Chapter Fifteen The Weazel

The ship they had hired, the Weazel, was a small lugger which, before the war, had spent her days ferrying cargo and a few passengers from one side of the Great River to the other. She was single-masted and lateen-rigged, and in calm weather could supplement her triangular mainsail with square staysails rigged from spars spread either side of her mast. She pulled a shallow draft, and with wind and current behind her could make twice the speed of the huge galliots and levanters which were scattered across the Great River in pods of three or four, heading downriver toward the war. She could not outrun the machines which tried to follow her, but Yama, exhausted though he was, told them to disperse even before the drag anchors had been collapsed.

Pandaras said that it was likely that the Weazel had been used as much for smuggling as for plying regular trade, but he was careful to say this out of earshot of the ship’s captain, Ixchel Lorquital. Captain Lorquital was a cautious, shrewd widow who dominated all on board with a natural authority. Like all the women of her bloodline, she had added her husband’s name to her own when she had married.

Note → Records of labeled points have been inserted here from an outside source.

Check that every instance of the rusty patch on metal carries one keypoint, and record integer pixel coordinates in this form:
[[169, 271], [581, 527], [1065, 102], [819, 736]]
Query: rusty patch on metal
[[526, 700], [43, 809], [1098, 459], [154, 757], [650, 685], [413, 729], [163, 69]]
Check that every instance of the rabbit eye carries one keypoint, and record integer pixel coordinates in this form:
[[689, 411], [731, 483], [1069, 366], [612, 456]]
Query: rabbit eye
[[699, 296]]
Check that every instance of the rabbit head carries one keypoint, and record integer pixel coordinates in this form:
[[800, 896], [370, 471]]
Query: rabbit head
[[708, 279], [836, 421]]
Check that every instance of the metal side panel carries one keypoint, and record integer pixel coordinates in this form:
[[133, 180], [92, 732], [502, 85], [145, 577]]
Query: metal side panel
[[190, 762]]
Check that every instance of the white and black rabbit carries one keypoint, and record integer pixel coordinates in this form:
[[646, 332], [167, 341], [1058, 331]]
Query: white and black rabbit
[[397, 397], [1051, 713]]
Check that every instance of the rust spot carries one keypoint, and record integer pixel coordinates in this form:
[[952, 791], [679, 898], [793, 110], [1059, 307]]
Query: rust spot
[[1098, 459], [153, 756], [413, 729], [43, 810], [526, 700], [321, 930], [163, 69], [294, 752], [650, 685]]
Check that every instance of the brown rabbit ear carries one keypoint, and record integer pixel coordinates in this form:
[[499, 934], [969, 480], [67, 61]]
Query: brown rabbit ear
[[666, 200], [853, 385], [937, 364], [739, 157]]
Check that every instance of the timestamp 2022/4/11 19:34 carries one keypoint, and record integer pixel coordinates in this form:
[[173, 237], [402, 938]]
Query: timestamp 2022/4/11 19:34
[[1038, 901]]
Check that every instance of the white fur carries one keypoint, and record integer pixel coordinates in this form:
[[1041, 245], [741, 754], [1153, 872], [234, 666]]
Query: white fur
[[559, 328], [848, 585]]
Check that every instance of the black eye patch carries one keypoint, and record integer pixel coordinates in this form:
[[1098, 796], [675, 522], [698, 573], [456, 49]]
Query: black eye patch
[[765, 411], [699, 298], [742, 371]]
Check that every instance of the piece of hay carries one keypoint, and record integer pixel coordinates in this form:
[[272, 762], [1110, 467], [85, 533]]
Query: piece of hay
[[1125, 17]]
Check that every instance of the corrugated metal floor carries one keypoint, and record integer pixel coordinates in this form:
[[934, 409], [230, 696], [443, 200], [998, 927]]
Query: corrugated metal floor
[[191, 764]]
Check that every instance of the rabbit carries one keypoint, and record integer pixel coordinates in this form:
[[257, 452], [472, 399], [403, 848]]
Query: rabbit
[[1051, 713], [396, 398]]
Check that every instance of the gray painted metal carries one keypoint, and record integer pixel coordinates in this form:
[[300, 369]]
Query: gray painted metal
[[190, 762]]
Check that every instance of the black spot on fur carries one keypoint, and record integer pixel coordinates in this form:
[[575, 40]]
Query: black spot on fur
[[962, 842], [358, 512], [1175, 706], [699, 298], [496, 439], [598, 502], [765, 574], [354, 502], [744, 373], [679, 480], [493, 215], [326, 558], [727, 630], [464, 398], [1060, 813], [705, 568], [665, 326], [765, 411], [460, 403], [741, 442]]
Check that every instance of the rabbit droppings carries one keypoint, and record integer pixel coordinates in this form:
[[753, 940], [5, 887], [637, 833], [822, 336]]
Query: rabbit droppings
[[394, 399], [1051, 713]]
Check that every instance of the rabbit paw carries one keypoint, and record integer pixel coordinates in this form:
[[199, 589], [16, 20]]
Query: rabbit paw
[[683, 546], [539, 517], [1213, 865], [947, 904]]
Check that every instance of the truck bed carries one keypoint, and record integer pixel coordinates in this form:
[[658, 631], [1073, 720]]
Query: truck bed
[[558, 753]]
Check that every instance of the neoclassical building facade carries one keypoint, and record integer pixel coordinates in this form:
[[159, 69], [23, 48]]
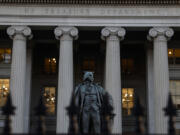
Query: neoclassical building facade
[[133, 48]]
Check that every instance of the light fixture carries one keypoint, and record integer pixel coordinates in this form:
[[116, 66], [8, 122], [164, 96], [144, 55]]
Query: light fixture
[[49, 98], [4, 91], [170, 52]]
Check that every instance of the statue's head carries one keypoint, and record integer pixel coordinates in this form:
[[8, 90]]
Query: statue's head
[[88, 76]]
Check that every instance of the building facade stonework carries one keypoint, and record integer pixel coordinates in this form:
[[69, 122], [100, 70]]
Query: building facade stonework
[[132, 46]]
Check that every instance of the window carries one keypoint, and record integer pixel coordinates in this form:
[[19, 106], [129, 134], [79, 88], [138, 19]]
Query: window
[[174, 56], [175, 92], [50, 99], [127, 65], [50, 65], [4, 91], [88, 65], [127, 100], [5, 55]]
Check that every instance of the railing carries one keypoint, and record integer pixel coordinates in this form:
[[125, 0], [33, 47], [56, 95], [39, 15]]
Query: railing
[[72, 111], [106, 2]]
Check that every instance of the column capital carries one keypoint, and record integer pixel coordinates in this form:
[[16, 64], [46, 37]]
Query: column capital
[[114, 32], [164, 32], [19, 32], [71, 32]]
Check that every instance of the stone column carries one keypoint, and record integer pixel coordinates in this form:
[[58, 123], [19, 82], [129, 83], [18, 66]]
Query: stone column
[[113, 35], [65, 80], [150, 88], [28, 89], [160, 36], [19, 34]]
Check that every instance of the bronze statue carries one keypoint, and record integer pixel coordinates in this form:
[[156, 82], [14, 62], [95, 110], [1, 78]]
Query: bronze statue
[[89, 97]]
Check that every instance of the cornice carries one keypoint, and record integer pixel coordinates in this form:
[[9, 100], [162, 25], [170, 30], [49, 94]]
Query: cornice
[[97, 2]]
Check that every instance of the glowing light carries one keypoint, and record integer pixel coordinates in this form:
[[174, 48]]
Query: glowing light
[[170, 52]]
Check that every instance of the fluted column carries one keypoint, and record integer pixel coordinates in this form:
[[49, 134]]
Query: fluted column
[[160, 36], [113, 35], [65, 80], [19, 34]]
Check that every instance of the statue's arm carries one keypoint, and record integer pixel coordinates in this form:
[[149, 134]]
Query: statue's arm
[[107, 95], [76, 95]]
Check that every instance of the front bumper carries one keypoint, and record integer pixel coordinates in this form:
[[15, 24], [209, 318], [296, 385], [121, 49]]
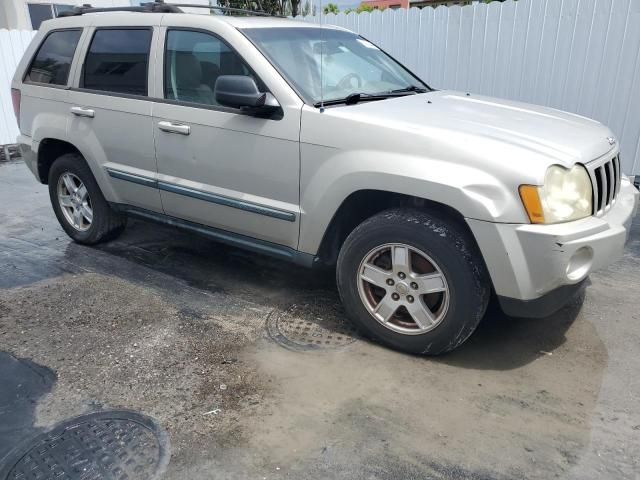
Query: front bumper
[[527, 262]]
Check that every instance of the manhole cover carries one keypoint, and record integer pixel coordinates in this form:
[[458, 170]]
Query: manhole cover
[[114, 445], [312, 324]]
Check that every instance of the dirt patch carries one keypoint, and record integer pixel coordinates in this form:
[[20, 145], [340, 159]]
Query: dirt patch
[[120, 345]]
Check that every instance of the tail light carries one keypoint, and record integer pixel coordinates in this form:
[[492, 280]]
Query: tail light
[[15, 98]]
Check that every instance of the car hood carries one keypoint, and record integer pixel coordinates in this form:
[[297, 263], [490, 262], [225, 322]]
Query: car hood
[[563, 137]]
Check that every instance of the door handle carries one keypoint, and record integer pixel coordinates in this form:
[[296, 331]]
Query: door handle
[[174, 128], [83, 112]]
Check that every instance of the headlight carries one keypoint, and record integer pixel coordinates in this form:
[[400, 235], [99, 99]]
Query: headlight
[[566, 195]]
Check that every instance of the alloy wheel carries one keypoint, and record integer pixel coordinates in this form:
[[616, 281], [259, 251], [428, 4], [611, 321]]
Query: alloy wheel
[[75, 202], [403, 288]]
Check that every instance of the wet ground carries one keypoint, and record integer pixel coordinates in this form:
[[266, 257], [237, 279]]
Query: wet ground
[[213, 344]]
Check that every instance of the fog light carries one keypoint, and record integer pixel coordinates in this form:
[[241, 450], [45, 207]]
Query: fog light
[[580, 264]]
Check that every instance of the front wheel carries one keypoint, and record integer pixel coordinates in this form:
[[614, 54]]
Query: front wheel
[[413, 281]]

“But that don’t mean I was anything less than him,” she told Yama. “You might say that since I carry his name and his memory I’m rather more than he ever was, the Preservers keep his memory safe.”

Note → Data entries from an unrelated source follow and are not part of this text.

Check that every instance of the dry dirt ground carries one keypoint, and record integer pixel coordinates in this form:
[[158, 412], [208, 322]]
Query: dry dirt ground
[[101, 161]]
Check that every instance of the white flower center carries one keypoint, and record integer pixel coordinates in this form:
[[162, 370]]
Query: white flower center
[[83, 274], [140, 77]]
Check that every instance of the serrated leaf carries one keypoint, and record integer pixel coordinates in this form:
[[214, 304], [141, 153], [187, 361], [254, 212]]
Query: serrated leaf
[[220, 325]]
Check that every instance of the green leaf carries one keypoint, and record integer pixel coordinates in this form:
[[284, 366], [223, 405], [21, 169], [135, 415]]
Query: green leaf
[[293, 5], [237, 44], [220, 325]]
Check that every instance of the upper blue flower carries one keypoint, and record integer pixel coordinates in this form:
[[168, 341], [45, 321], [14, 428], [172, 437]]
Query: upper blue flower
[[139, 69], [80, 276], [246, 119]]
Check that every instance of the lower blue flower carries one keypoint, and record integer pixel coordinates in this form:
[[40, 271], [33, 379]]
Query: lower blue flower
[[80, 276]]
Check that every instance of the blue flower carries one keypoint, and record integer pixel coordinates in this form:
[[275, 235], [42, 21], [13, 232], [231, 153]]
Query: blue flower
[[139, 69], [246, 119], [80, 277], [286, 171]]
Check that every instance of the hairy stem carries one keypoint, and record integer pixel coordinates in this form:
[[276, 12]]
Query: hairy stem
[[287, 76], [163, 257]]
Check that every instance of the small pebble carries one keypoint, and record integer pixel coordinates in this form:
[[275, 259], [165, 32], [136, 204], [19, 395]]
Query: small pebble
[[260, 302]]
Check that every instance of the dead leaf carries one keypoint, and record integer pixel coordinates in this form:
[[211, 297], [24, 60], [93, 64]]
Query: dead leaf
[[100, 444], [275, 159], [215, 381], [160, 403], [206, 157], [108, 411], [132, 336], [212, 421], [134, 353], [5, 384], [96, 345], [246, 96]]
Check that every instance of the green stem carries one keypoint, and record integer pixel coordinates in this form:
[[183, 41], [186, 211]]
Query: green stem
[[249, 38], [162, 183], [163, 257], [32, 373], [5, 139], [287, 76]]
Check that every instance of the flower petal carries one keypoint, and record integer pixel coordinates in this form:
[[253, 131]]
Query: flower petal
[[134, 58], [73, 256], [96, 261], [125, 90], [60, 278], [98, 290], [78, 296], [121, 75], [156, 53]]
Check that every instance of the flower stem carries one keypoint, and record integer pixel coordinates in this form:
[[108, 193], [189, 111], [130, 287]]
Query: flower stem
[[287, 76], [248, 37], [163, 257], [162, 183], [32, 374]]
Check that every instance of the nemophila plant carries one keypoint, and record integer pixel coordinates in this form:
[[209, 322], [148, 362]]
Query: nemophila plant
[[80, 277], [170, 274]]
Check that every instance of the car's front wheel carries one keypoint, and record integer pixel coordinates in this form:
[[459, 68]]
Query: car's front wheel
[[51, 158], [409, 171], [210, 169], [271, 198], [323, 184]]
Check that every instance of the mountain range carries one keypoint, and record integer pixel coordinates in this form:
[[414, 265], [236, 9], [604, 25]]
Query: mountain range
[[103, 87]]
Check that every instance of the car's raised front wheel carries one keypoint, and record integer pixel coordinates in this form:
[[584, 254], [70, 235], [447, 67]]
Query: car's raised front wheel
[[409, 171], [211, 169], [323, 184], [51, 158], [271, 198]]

Ixchel Lorquital was a big woman, with mahogany-colored skin that shone as if oiled and an abundance of coarse black hair she habitually tied back from her creased, round face with a variety of colored strings. Her forehead was ridged with keratin, her nostrils no more than slits in the middle of her face. She wore a silver lip-plug which weighed down her lower lip, exposing yellow, spade-shaped teeth. The day-to-day running of the ship was left to her daughter, Aguilar, who combined the offices of bosun and purser, and Captain Lorquital habitually sat in a sling chair by the helm, puffing a corncob pipe, stately in a billowing long skirt and leather tabard, her well-muscled arms bare, a red handkerchief knotted under her pendulous jowls. Eliphas soon struck up a friendship with her, and they spent hours talking together.

Ixchel Lorquital asked no questions about Yama and his friends. She offered her cabin to the four passengers, but Yama politely refused this generous gesture. Instead, he and his companions camped on the deck, sleeping on raffia mats under a canvas awning that slanted steeply from the rail of the quarterdeck to a cleat by the cargo well.

Yama slept easily and deeply on the Great River. It reminded him of the happy days of the annual pilgrimages made by the whole population of Aeolis to the far-side shore. And he could sleep safe in the knowledge that he had left his enemies behind him, and that now he had a destination, a place to voyage toward, the place where his bloodline might still live.

Eliphas had told Yama all about his discovery as soon as the Weazel had raised her rust-red sail and begun to outpace the flotilla of small boats which had tried to follow her. The old man was tremendously pleased with himself, and even more voluble than usual.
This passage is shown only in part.